Search code examples
pythonyamlpyyaml

Pyyaml dump does not produce anchors for the same objects


I was experimenting a bit with PyYaml and I wanted to have a reference to a value appearing previously in the yaml. To give an example:

import yaml
a=25
dict_to_dump={'a':a,'b':a}
yaml.dump(dict_to_dump)

from what I understood from the specifications pyyaml should be adding an anchor to each object that has already been encountered. In my case, I would expect to have in the yaml file:

a:&id 25
b:*id

as the objects passed are exactly the same but instead, I find:

a:25
b:25

how can I obtain the desired behaviour?


Solution

  • First of all your expectation is incorrect. What you could expect is

    a: &id 25
    b: *id
    

    with a space after the value indicator (:).

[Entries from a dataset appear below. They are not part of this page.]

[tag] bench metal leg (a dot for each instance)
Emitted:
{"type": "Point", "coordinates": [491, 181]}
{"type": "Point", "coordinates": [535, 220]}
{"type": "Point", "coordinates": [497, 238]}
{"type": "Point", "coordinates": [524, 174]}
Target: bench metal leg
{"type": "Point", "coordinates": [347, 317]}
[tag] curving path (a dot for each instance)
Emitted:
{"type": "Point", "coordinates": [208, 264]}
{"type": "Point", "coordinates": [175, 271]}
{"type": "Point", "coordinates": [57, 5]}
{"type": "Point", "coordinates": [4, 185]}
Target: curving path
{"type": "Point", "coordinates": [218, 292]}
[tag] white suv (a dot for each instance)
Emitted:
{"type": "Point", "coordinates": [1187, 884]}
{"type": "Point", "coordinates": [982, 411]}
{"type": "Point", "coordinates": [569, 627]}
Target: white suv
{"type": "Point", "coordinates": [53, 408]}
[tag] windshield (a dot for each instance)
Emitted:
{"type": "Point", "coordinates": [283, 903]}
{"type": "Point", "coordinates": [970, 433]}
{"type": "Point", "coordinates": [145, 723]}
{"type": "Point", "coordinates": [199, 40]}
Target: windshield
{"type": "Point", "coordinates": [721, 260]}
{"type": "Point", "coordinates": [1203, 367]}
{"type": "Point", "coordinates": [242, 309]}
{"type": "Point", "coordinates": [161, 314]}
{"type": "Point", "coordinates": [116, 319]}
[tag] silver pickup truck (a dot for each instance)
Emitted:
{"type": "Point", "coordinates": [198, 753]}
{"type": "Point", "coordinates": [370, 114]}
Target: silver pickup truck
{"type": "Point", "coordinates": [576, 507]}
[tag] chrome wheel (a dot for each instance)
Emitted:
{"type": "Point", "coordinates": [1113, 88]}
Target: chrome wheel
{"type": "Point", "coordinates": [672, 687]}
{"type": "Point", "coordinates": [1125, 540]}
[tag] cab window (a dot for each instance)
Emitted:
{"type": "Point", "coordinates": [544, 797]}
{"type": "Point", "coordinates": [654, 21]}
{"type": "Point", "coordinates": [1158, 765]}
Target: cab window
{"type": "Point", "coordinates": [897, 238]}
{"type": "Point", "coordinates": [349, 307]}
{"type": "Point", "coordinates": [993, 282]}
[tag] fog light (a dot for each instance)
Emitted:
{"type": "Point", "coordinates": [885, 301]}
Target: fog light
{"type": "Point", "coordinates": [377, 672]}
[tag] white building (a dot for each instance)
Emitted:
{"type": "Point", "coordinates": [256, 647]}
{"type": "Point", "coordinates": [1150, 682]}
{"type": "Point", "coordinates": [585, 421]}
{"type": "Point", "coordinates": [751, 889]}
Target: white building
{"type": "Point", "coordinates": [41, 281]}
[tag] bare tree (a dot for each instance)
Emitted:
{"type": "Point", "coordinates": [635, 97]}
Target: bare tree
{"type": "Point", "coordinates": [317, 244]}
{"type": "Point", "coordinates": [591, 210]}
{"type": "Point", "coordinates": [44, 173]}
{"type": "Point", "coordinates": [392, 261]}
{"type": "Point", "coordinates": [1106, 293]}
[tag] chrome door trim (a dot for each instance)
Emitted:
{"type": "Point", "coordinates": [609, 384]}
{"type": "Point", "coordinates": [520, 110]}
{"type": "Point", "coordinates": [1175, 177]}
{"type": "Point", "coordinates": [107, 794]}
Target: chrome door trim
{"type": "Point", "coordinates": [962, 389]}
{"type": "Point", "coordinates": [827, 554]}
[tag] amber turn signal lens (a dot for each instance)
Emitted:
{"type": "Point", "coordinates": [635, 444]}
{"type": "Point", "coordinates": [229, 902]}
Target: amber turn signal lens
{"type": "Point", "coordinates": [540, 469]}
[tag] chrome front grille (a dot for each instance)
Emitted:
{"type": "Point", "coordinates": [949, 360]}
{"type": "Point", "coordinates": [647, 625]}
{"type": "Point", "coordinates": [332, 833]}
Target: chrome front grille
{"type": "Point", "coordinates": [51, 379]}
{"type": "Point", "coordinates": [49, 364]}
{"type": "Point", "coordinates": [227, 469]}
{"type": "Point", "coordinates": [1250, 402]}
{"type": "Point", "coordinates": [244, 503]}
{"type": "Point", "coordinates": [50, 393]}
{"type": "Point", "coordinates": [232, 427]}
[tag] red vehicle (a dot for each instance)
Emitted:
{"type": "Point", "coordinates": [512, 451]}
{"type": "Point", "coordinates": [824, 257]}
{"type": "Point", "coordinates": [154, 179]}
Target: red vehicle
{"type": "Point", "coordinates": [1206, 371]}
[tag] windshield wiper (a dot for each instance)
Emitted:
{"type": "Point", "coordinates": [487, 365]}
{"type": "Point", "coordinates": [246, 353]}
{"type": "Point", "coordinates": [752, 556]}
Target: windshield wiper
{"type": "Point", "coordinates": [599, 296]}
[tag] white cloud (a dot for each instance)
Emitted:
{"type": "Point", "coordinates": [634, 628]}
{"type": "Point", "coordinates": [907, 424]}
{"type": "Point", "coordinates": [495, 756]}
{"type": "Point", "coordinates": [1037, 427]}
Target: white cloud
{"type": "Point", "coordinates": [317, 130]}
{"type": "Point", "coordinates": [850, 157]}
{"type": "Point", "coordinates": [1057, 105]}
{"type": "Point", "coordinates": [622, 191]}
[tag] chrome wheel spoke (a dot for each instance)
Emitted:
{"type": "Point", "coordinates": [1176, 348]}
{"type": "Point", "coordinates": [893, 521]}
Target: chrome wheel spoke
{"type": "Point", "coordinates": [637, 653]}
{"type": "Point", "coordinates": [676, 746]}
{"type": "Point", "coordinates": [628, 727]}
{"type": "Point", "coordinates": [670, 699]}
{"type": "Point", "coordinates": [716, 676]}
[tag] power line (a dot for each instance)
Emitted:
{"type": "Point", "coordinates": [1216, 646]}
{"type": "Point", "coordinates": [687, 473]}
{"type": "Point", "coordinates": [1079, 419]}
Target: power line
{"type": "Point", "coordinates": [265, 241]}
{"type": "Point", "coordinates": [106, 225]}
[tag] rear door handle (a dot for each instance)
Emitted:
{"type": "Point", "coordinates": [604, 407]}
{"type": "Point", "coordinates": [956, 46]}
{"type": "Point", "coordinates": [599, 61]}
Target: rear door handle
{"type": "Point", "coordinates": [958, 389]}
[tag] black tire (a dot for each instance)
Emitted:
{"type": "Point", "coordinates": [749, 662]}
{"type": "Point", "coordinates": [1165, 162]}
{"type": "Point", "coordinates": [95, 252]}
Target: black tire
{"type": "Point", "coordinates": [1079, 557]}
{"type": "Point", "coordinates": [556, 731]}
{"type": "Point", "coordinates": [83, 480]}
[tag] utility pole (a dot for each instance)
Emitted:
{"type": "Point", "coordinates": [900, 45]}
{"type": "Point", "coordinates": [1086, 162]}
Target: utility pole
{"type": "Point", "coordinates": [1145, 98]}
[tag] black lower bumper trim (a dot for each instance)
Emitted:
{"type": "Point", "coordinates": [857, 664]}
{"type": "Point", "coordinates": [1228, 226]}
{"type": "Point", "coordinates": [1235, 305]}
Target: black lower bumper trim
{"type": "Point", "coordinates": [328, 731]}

    You also will need to do yaml.dump(dict_to_dump, sys.stdout) to get any output from your program, and what you indicate is not what you get (it again is missing spaces after the value indicator).


    You normally only get an alias if you have two objects a and b with the same value for id(a) and id(b). Simple objects like integers and strings (that are reused from a pool) have the same id() even if assigned in different places in the source. Variable structures like a dict or list, or instances of Python classes do not usually have the same id().

    PyYAML does know about this and handles some types of objects different even if the id() is the same.

    import sys
    import yaml
    import datetime
    
    a = 25
    b = 25
    c = 'some string specified twice in the source'
    d = 'some string specified twice in the source'
    e = datetime.date(2023, 1, 11)
    f = datetime.date(2023, 1, 11)
    
    print('a-b', id(a) == id(b))
    print('c-d', id(c) == id(d))
    print('e-f', id(e) == id(f))
    print('=====')
    
    dict_to_dump = dict(e=e, x=e, f=f)
    yaml.dump(dict_to_dump, sys.stdout)
    

    which gives:

    a-b True
    c-d True
    e-f False
    =====
    e: &id001 2023-01-11
    f: 2023-01-11
    x: *id001
    

    If you want to get the expected output, you have to make a Python class Int that behaves like an integer. And then when you do a = Int(25) you will get your anchor and alias.

    This is what my library ruamel.yaml does, when loading in the default round-trip mode, it also preserves the actual anchor/alias used:

    import sys
    import ruamel.yaml
    
    yaml_str = """\
    a: &my_special_id 25
    b: *my_special_id
    """
    
    yaml = ruamel.yaml.YAML()
    data = yaml.load(yaml_str)
    print(f'{data["a"] * 4  =}')
    print(f'{data["b"] + 75 =}')
    print('=====')
    yaml.dump(data, sys.stdout)
    

    which gives:

    data["a"] * 4  =100
    data["b"] + 75 =100
    =====
    a: &my_special_id 25
    b: *my_special_id
    

    To create data from scratch is also possible

    import sys
    import ruamel.yaml
    
    Int = ruamel.yaml.scalarint.ScalarInt
    
    a = Int(25, anchor='id')
    data = dict(a=a, b=a)
    
    yaml = ruamel.yaml.YAML()
    yaml.dump(data, sys.stdout)
    

    which gives what you expected in the first place:

    a: &id 25
    b: *id